I frowned. Kyle’s voice rang with sincerity. But if he was telling the truth, then why had the protesters said what they said? Why make an accusation like that if it wasn’t true? Surely it would be easy enough to check.
“So please, folks,” Kyle went on, “I know it’s hard, but try to forget about this unpleasantness. Eat, drink, have a good time, and please believe me when I tell you there’s not a grain of truth in what you just heard.”
His words seemed to be having an effect. People were still buzzing excitedly, but much of the tension had gone out of the room.
I glanced around for Anna Chavez. If anyone was in a position to know the truth of the matter, she was.

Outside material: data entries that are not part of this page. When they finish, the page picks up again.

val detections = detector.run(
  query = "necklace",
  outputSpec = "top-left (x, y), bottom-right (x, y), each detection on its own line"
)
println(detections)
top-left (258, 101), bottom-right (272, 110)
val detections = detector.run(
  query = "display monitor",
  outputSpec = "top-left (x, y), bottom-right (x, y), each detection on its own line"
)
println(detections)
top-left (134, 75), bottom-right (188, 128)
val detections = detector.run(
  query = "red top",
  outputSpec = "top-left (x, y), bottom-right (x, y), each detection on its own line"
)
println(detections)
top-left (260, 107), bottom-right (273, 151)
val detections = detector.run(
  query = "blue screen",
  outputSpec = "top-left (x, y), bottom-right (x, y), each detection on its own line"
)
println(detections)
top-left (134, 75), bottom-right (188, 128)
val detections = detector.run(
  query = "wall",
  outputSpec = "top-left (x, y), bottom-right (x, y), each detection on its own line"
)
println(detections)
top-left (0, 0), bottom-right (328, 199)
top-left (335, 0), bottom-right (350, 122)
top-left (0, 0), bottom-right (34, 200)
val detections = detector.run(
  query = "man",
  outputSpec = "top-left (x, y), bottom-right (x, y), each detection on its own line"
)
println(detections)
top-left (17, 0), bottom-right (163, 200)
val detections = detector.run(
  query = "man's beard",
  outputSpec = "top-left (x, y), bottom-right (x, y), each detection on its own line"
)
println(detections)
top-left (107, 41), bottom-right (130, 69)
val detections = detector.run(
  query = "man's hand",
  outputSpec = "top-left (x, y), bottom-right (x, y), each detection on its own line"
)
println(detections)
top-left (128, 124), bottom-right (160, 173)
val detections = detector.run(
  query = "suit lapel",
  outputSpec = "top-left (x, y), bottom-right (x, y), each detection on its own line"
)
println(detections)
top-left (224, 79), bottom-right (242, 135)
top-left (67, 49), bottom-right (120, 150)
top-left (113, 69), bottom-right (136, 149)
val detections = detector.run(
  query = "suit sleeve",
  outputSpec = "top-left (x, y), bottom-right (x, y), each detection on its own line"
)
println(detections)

My eyes fell on Kelly, who was slipping into the room from one of the rear doors. Her cheeks looked flushed, as if she’d been running.
“That was weird,” Bess announced. “I mean, Pretty Face is all about being eco- friendly. How could anyone accuse them of animal testing? It’s like… like suggesting that Gucci uses fake leather in their shoes.”
George ran her fingers through her short dark hair. “Well, if it was true, think of the scandal it would cause. It would destroy the company.”
Hmm. I gnawed on my lip as I thought about that one. Maybe someone was out to smear Pretty Face’s reputation. A rival cosmetics company, perhaps?
“Uh-oh,” George said, reading my face correctly. “Nancy’s sensing a mystery, aren’t you, Nan?”
I grinned a bit sheepishly. “Maybe I am. Hard to say. I would like to ask a few questions.”
Once again I looked around the room for Anna. This time I spotted her, deep in conversation with Kyle McMahon. She was chopping the air with her hand as she gestured urgently. Adam Bedrossian stood a few steps behind Kyle, hands clasped in front of him, feet planted slightly apart in a classic tough-guy pose.
“Guess I better wait until they’re finished talking,” I said.
The willowy girl who’d been talking to Piper earlier came up to us, her hand fluttering on her chest. “Can you believe this?” she asked in a breathy voice. “It’s just so crazy!”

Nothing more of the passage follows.